Senelerin oyuncususunuz. Sette bir usta-çırak ilişkisi var mı? Emre Kızılırmak ve Begüm Birgören’le daha önce çalıştınız mı?
- Usta-çırak ilişkisi televizyon setlerinde çok karşılaştığımız bir şey değil. Ancak abi-kardeş ilişkisi son derece saygılı ve hoşgörülü bir biçimde sürüyor. Roller ve sahnelerle ilgili pek çok şey konuşuluyor ve paylaşılıyor. Emre ve Begüm’le ilk kez çalışıyorum. İkisi de çok yetenekli, tutkulu, coşkulu, istekli.
SOKAKTA "NE BİÇİM KARDEŞSİN SEN!" DİYORLAR!
Canlandırdığınız Azra karakterine gelen tepkiler nasıl?
Beste Vural: Daha dizi yeni başlamasına rağmen hedeflediğim tepkileri almaya başladığımı söyleyebilirim.
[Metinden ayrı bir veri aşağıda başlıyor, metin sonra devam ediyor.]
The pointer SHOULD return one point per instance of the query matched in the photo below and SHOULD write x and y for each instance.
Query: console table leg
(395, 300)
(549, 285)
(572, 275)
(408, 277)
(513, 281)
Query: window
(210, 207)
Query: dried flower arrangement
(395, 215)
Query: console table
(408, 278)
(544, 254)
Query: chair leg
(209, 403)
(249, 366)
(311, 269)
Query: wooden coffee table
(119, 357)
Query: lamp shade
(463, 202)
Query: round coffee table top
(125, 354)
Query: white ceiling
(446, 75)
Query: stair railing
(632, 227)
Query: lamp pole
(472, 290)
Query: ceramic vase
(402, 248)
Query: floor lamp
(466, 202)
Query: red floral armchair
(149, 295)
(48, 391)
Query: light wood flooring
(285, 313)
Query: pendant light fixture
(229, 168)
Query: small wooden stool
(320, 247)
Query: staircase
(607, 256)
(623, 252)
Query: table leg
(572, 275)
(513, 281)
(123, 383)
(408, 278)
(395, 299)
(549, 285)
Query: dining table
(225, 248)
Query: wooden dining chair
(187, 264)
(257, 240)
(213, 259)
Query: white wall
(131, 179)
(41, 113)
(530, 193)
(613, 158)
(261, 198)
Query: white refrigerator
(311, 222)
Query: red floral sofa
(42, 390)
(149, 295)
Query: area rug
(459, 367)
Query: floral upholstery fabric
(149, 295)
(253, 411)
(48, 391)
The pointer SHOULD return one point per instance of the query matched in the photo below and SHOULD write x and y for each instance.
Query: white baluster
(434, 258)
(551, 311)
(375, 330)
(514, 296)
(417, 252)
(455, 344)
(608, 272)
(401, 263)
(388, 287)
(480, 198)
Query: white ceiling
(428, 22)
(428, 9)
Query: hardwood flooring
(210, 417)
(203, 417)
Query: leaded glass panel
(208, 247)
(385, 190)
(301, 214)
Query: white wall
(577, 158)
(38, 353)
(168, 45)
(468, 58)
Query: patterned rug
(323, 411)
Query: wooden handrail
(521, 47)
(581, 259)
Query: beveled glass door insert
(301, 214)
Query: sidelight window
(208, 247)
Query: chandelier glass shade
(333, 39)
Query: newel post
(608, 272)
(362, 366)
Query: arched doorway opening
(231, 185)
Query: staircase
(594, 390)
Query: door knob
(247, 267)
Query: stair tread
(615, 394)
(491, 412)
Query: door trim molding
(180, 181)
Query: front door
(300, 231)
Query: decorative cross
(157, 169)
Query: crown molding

Sokakta “Saçını başını yolacağım, ne biçim kardeşsin sen” diyenlerle karşılaşıyorum. (Gülüyor) Ama tabii bunlar daha Azra’nın masum günleri. Neler yapacak neler! Senaryoyu okudukça benim ağzım açık kalıyor.
Azra gerçekten ablası Zeynep’ten nefret mi ediyor? Yoksa o da bir çıkar savaşı içinde mi?
- Hiç kimse nedensiz yere iyilik ya da kötülük yapmaz. Mutlaka derinlerde bir yerde bir amacı vardır yaptığı eylemin. Azra’nın da kendine göre geçerli sebepleri var. Ailesi ve çevresi tarafından ablasıyla gizliden bir yarışın içine sürüklenmesi, Zeynep’e karşı duyduğu kıskançlığın çıkış noktası. Ama onun da yumuşak bir noktası var. Bakalım Azra’nın yumuşak yanını kim ortaya çıkaracak...
Azra’nın hırsları uğruna yapmayacağı yok, peki sizin bu konudaki sınırlarınız neler?
- İnsan hırsları uğruna kontrolünü kaybettiği oranda acizdir bence. Azra sinsi ve kontrollü bir şekilde tezgahını kuruyor her defasında. Ruhunu terbiye etmeye ve dolayısıyla mutlu olmaya çok uzak. Ben onun aksine hiçbir zaman büyük beklentileri olan biri olmadım. Her zaman elimdekiyle mutlu olmaya ve şükretmeye odaklandım.